Article publié dans Concours pluripro, septembre 2025
Dans les débats et controverses qui traversent la fabrication des contrats locaux de santé (CLS) et les relations entre ARS et collectivités territoriales se joue une tension entre deux niveaux d'action publique. D'une part, un CLS conçu souvent a priori par l'ARS, selon une logique "top down", comme une "simple" déclinaison locale du plan stratégique régional de santé (PSRS) ; d'autre part, un CLS à dimension plus participative et de type "bottom-up", porteur de solutions ajustées au plus près des problématiques sanitaires du territoire et de ses populations. Encastré, du fait de l'engagement des acteurs locaux, dans des politiques transversales, le CLS est alors conçu comme un instrument de démocratie sanitaire et de coordination entre acteurs locaux de santé.
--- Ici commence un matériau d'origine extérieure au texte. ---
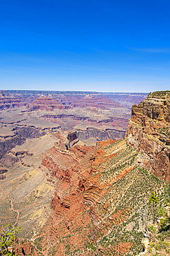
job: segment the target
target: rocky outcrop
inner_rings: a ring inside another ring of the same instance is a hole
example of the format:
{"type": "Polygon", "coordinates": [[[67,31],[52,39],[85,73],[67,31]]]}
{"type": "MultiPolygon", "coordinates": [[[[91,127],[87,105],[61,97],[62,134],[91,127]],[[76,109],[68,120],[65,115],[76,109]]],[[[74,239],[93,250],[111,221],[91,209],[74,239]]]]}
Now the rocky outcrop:
{"type": "Polygon", "coordinates": [[[170,181],[170,92],[151,93],[133,105],[126,134],[138,155],[136,164],[161,179],[170,181]]]}
{"type": "Polygon", "coordinates": [[[78,129],[78,137],[81,140],[87,140],[89,138],[95,138],[98,141],[106,140],[109,138],[118,140],[125,136],[125,131],[116,131],[116,129],[106,129],[105,130],[97,128],[87,127],[85,130],[78,129]]]}
{"type": "Polygon", "coordinates": [[[70,106],[64,105],[52,98],[47,97],[45,95],[41,95],[33,100],[28,106],[31,109],[46,109],[53,110],[54,109],[70,109],[70,106]]]}
{"type": "Polygon", "coordinates": [[[16,145],[24,143],[26,138],[39,138],[45,134],[45,131],[34,127],[18,127],[15,128],[14,136],[0,138],[0,159],[16,145]]]}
Notre recherche*, menée à partir d'une analyse comparée de sept CLS signés et deux cas très contrastés, montre que cette procédure contractuelle, au caractère peu formalisé a priori, comporte une grande part d'indétermination quant à sa territorialisation, sa trajectoire et son aboutissement : la signature d'un contrat négocié assurant l'articulation entre politiques régionales et locales de santé est censée lutter contre les cloisonnements intersectoriels du système sanitaire et les inégalités sociales et territoriales de santé. Cette politique contractuelle de "petits pas" tient en partie au "flou" initial de la procédure permettant des arrangements diversifiés selon les configurations locales. Elle tient aussi à un mode de pilotage ressenti par les élus locaux comme trop (re)centralisé par l'État territorial et aux incertitudes du financement des actions. Si les effets propres des territoires, dans leur dimension géographique, mais aussi comme construction sociale, historique, économique et politique (Di Méo, 1998) sont ignorés ou négligés par l'ARS, ils constituent des noeuds de résistance aux négociations (Halpern, et al., 2014). Enfin, pour les élus et professionnels locaux de la santé, du social et du médico-social, le CLS apparaît alternativement comme une opportunité de faire valoir une légitimité politique, des expertises, de pérenniser des emplois et d'améliorer l'attractivité des structures hospitalières, mais aussi comme un risque de mise en concurrence accrue des opérateurs de proximité au nom des principes d'efficience, de réduction des coûts et de mutualisation des moyens.